This is apparently the code for seq2seq model with embedding that i wrote
encoder_inputs = Input(shape=(MAX_LEN, ), dtype='int32',)
encoder_embedding = embed_layer(encoder_inputs)
encoder_LSTM = LSTM(HIDDEN_DIM, return_state=True)
encoder_outputs, state_h, state_c = encoder_LSTM(encoder_embedding)
encoder_states = [state_h, state_c]
decoder_inputs = Input(shape=(MAX_LEN, ))
decoder_embedding = embed_layer(decoder_inputs)
decoder_LSTM = LSTM(HIDDEN_DIM, return_state=True, return_sequences=True)
decoder_outputs, _, _ = decoder_LSTM(
decoder_embedding, initial_state=encoder_states)
outputs = TimeDistributed(
Dense(VOCAB_SIZE, activation='softmax'))(decoder_outputs)
model = Model([encoder_inputs, decoder_inputs], outputs)
# defining inference model
encoder_model = Model(encoder_inputs, encoder_states)
decoder_state_input_h = Input(shape=(None,))
decoder_state_input_c = Input(shape=(None,))
decoder_states_inputs = [decoder_state_input_h, decoder_state_input_c]
decoder_outputs, state_h, state_c = decoder_LSTM(
decoder_embedding, initial_state=decoder_states_inputs)
decoder_states = [state_h, state_c]
outputs = TimeDistributed(
Dense(VOCAB_SIZE, activation='softmax'))(decoder_outputs)
decoder_model = Model(
[decoder_inputs] + decoder_states_inputs, [outputs] + decoder_states)
return model, encoder_model, decoder_model
we are using inference mode for predictions particularly encoder and decoder model, but i am not sure where the training is happening for the encoder and decoder?
Code is build upon: https://keras.io/examples/lstm_seq2seq/,
with added embedding layer and Time Distributed dense layer.
for more info on issue: github repo
Encoder and decoder are trained simultaneously, or more precisely the model that is composed of these two is trained which in turn trains both of them (this is not GAN where you need some fancy training cycle)
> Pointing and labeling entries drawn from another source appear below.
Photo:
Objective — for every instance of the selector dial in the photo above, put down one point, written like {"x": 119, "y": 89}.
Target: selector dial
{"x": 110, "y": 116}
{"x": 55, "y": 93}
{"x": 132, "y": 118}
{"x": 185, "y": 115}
If you look closely in the provided link, there is a section where the model is trained.
# Run training
model.compile(optimizer='rmsprop', loss='categorical_crossentropy',
metrics=['accuracy'])
model.fit([encoder_input_data, decoder_input_data], decoder_target_data,
batch_size=batch_size,
epochs=epochs,
validation_split=0.2)
If you look more closely, the "new" model that you are defining after fit consists of layers that have already been trained in the previous step. i.e Model(encoder_inputs, encoder_states) both encoder_inputs and encoder_states were used during the initial training, you are just repackaging them.